ASEAN al tempo di Covid 19

Inizialmente lo scoppio della pandemia ha fatto emergere l’assenza di una risposta concertata da parte dell’ASEAN – Associazione delle Nazioni del Sud-est asiatico – che ha messo parzialmente in luce le falle degli stati membri verso l’integrazione e l’unità regionale.

A differenza che in Europa però l’ASEAN ha potuto attingere ad un serbatoio di meccanismi già esistenti e rodati dall’esperienza accumulata nella lotta alle epidemie precedenti, tra le quali la SARS. Nonostante ciò, la chiusura forzata delle frontiere, la limitazione dei viaggi e i lockdown hanno avuto luogo con tempistiche e modalità molto differenti tra i diversi paesi del Sudest asiatico.

Il Vietnam con un numero bassissimo di casi e di morti è considerato come il paese che ha risposto meglio all’emergenza virus. La strategia di contenimento adottata dal governo di Hanoi ha funzionato molto bene anche grazie al fatto che il paese si è da subito concentrato maggiormente, e celermente, sull’isolamento delle persone infette e sulla tracciabilità dei loro contatti. L’Indonesia, invece, è stata l’ultimo paese ad adottare misure più stringenti, in versione ‘soft’, limitandone l’applicazione più severa alla sola capitale Jakarta.

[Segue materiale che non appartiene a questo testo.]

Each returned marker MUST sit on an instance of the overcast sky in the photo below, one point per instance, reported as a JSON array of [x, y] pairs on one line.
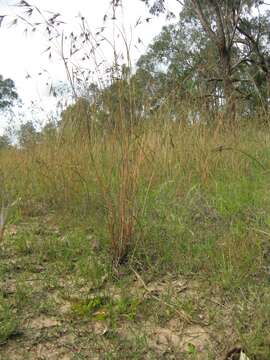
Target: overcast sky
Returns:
[[22, 55]]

La Thailandia, dal canto suo, ha reagito prontamente con la restrizione degli spostamenti interni e l’attuazione di un coprifuoco parziale, che a discapito delle critiche mosse contro il governo per le misure iniziali, hanno portato a risultati positivi rallentando efficacemente la diffusione del virus.

Anche dal punto di vista economico le risposte non sono state particolarmente omogenee. Singapore ha adottato un pacchetto economico di misure che equivale al 12% del PIL, la Thailandia intorno al 10%, mentre il governo malese ha optato per un pacchetto finanziario più vasto. I dati dell’Oms – Organizzazione mondiale della sanità – indicano di fatto che paesi con sistemi sanitari pubblici più forti, come Singapore e la Thailandia, hanno registrato una maggiore tenuta nella gestione dei casi necessitando di meno dispendio economico a supporto della sanità.

A livello regionale l’Asean ha poi approvato la creazione di un fondo regionale per rispondere alla crisi con l’obiettivo di rafforzare la cooperazione trai i paesi e consolidare la coesione sociale interna. La paura di conseguenze economiche e sociali ancor più drammatiche ha portato tutta la regione verso una ritrovata spinta collaborativa, emersa in un Summit  Asean+3, con Cina, Corea del Sud e Giappone.

Infatti, secondo un rapporto di Oxfam, una perdita di reddito del 20% dettata dell’attuale crisi economica potrebbe spingere 60 milioni di persone in Asia in estrema povertà e altri 160 milioni a sopravvivere con meno di 3 dollari al giorno, vanificando così gli sforzi fatti negli ultimi anni, specialmente nel sud-est asiatico, per sollevare quante più persone possibili fuori dalla povertà.